By 2013, a picture of the opioid epidemic had begun to emerge. But from August of that year through 2015, pharmaceutical companies made 434,754 marketing payments totaling $39.7 million to 67,507 physicians in more than 2,200 counties, the study authors found. The figures did not include money tied to opioid research.
Opioid marketing mostly affected counties with mixed racial and ethnic populations, fewer senior citizens and generally wealthier, more educated and employed residents. The Northeast saw the largest concentration of opioid marketing, while the Midwest saw the smallest.
The researchers came to these novel, potentially significant findings through a process of thorough data gathering and analysis.

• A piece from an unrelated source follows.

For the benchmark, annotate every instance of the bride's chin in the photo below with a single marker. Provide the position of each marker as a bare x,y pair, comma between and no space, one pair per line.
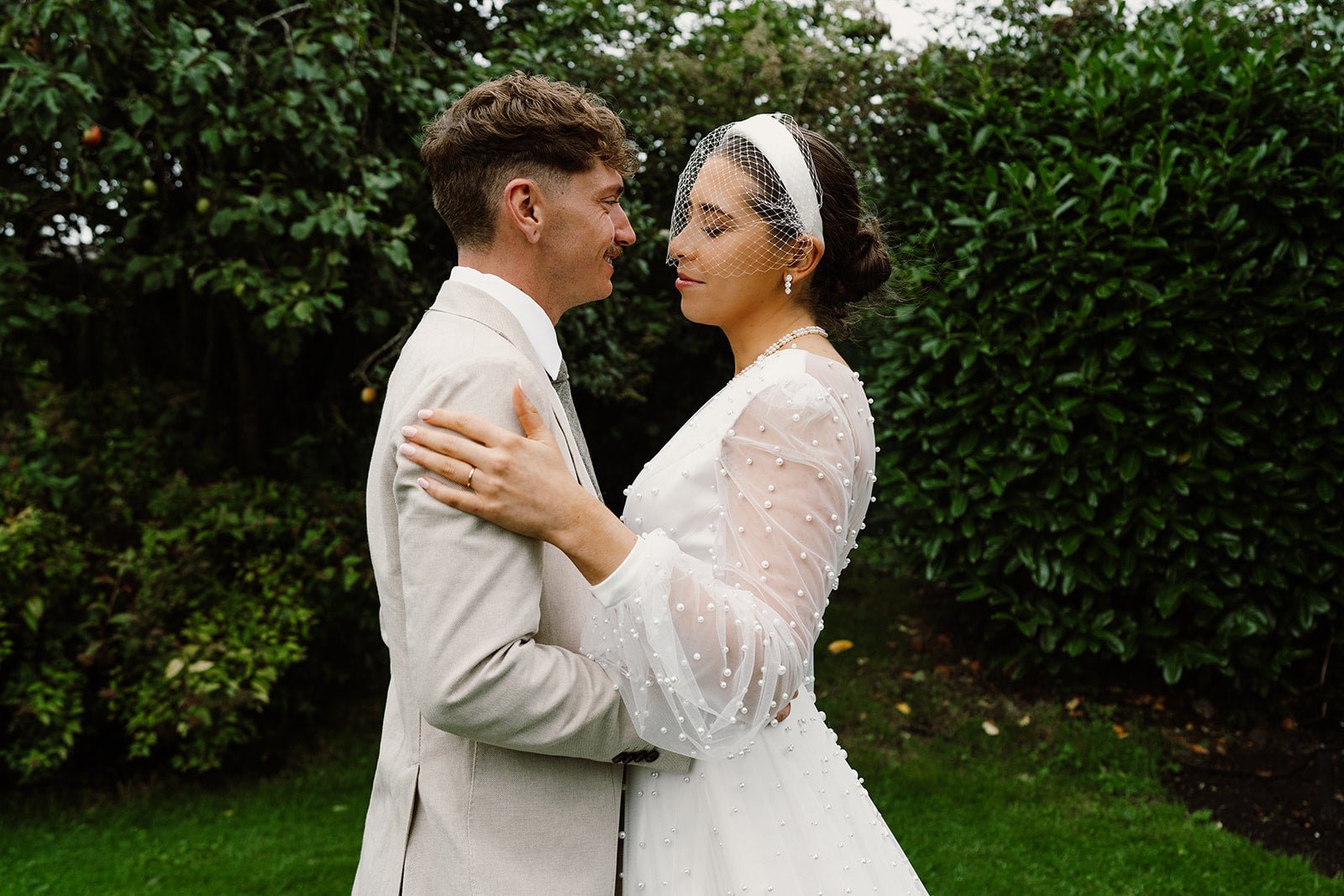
696,311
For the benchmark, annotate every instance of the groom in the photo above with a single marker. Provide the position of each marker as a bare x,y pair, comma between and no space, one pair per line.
503,748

They aggregated county-level data from two databases from the Centers for Disease Control and Prevention and one from the Centers for Medicare & Medicaid Services. The information spanned more than two years and focused on drug overdoses, pharmaceutical payments to physicians and opioid prescribing.
However affirming or enlightening the findings might be, the data raise a problem. It’s not a question of accuracy or integrity but relevance. In a related JAMA commentary, Jordan Trecki, Ph.D., of the U.S. Drug Enforcement Administration, argued that while the study supports an association between pharma opioid marketing, prescribing and abuse, the data tell a story from a different time.
“… As the opioid epidemic grows, it is evolving beyond prescription medications and heroin to involve illicitly produced fentanyl, fentanyl-related substances and other opioids, either alone or in combination,” Trecki wrote.
And that signals, as other experts have said, the unlikelihood that any single strategy will successfully curb the opioid crisis.